After a career of an engineer in telecommunications (Telecom-ParisTech) mainly with Alcatel-Lucent, I decided together with some good old friends, to return to the subject we liked best when were students: Physics. When the subject came to Relativity, we were fascinated by this revolution affecting our basic concepts of time, distance, energy and mass. Einstein said: “It is difficult to resist the appeal of Relativity”, and our experience confirmed his statement.
However we were somewhat disappointed because most books which thoroughly and rigorously explain Special Relativity privilege the mathematical approach over the physical one, and lacked explainations. These books typically are at the Master level and use unnecessary complex means for Special Relativity (tensors, Lagrangians). As a result, the time devoted to explain them is to the detriment of the physical aspects which actually are more important; thus many explanations are often missing, especially on the physical and axiomatic aspects. As a matter of fact, many science students share this dissatisfaction: they zap from one text book to another one in order to find the missing explanations.

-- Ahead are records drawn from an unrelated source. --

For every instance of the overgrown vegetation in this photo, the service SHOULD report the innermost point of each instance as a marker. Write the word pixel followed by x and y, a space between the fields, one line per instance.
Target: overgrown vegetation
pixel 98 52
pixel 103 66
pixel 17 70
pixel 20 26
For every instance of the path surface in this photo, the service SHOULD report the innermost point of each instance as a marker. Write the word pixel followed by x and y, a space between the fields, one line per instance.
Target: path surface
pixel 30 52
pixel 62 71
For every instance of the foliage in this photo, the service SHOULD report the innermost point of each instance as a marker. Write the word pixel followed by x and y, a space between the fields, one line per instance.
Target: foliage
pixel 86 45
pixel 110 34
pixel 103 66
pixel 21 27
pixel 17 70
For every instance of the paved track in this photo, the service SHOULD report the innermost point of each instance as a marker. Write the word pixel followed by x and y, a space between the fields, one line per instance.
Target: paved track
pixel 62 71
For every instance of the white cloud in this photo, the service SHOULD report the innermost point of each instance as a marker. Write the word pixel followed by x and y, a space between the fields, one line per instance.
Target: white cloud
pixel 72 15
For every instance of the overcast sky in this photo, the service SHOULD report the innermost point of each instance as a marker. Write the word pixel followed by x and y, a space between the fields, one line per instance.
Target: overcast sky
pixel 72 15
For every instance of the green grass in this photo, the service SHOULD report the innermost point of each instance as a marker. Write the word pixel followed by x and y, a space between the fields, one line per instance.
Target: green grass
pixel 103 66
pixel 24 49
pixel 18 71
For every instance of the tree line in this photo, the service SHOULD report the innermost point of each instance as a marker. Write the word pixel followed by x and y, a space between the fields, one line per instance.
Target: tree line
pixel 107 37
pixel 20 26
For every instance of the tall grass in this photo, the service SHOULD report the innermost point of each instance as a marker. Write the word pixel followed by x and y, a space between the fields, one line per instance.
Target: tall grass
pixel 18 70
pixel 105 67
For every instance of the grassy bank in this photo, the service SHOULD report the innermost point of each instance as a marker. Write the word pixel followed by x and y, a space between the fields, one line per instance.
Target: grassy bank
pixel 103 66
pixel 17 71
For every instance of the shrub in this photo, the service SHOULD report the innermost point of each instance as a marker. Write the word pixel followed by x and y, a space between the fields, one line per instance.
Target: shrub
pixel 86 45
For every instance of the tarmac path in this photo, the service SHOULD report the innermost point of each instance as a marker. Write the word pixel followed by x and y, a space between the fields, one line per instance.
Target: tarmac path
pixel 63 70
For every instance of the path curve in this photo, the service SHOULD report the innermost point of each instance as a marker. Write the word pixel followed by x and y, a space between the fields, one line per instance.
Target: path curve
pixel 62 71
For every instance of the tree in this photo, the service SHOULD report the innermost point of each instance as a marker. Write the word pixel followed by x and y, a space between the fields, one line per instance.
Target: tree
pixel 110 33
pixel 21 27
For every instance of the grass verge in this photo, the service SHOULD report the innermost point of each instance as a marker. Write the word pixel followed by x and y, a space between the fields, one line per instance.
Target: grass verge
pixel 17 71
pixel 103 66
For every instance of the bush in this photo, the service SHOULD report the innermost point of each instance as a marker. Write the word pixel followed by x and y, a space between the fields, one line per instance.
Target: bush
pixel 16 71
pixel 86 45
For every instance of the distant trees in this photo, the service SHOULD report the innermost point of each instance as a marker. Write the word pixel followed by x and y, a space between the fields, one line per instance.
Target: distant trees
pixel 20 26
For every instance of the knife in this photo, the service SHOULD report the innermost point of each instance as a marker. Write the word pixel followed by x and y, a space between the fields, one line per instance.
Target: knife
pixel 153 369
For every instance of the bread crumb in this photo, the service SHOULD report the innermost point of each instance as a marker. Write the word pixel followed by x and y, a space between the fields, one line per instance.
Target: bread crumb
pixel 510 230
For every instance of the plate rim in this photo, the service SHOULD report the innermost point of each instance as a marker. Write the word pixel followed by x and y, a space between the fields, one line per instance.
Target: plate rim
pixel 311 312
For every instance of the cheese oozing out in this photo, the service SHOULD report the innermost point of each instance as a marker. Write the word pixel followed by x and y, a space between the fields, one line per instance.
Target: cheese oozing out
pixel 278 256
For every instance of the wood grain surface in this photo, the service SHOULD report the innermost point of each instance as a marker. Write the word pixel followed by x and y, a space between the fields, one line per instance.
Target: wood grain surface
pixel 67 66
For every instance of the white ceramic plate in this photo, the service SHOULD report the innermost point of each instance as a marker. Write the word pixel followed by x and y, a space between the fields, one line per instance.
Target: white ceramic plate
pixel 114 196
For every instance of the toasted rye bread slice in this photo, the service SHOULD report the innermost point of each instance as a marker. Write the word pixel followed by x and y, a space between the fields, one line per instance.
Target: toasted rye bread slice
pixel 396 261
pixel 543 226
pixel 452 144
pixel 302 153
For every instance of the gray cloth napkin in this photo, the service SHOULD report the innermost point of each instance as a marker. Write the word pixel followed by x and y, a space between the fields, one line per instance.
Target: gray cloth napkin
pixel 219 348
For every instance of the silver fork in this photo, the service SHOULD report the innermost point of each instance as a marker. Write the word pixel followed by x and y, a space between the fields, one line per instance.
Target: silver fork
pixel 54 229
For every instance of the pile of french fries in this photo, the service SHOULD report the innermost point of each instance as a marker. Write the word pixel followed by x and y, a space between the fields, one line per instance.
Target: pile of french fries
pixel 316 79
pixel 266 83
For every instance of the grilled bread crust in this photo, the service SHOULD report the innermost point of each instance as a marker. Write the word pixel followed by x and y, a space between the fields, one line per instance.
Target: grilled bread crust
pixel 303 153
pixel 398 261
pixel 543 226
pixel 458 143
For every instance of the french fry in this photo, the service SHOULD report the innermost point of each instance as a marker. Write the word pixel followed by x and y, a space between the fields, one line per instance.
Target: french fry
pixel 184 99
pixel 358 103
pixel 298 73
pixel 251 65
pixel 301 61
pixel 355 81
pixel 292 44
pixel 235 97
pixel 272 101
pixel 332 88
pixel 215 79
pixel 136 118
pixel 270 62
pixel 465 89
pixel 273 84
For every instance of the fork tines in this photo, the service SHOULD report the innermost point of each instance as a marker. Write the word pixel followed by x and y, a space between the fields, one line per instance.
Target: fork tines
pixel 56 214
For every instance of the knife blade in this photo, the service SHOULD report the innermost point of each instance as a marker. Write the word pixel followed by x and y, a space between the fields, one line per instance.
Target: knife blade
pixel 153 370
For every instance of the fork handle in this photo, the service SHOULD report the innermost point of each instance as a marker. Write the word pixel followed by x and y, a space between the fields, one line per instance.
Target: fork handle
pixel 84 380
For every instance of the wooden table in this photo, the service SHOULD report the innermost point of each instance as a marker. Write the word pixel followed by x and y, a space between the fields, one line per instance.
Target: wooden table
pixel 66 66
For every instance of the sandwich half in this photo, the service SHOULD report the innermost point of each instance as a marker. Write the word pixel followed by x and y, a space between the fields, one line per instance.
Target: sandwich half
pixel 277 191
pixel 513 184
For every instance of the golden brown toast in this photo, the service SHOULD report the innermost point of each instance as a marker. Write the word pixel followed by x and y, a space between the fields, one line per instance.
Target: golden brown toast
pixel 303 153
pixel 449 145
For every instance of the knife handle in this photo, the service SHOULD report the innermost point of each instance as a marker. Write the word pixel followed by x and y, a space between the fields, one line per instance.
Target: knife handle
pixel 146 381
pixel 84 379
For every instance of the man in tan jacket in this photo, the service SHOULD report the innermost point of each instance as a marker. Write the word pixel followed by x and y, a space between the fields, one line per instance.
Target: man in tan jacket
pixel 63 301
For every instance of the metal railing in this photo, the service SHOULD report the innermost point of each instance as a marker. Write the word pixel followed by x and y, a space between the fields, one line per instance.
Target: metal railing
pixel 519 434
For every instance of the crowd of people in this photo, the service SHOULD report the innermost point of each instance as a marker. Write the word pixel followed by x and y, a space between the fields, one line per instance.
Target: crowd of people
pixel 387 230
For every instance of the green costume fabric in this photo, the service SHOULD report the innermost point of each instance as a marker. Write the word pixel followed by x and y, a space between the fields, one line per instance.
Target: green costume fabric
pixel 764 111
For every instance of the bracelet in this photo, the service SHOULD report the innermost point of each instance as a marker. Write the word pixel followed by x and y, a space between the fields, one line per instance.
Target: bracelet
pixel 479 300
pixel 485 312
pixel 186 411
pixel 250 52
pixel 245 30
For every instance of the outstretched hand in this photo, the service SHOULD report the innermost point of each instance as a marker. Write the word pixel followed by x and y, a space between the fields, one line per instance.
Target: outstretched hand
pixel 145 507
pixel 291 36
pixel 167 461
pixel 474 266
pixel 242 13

Therefore I started to search if simpler demonstrations were possible, but without compromising on the rigor nor taking artificial assumptions, but strictly keeping on the minimum set of postulates. This search was carried out with the help a group of friends, some being highly knowledgeable in Physics. In many instances, an in-depth physical and logical analysis enabled us to find demonstrations requiring less complex maths. Then, as I managed to find the complete set of demonstrations, I decided to write this book.
Thus this book is aimed at both science students and a wider public. Science students will indeed appreciate the substantial explanations and the complementary physical approach compared to their text books. The first part on the Relativity of time and distance can even by understood by people having a low mathematical level provided they are really interested.
An introduction to General Relativity is added, as the main physical principles are not complex and enable the reader to understand the reasons why light bends near great masses and why time also is affected. The recent and amazing observations of gravitational waves are also described.
The Volume 2 is aimed at science students as it includes exercises, case studies, higher level demonstrations, and presents in detail the more complex tools (Minkowski diagrams, tensors, hyperbolic trigonometry…) which are also useful for further studies.

I wish you the same pleasure in reading this book than I had in discovering Relativity.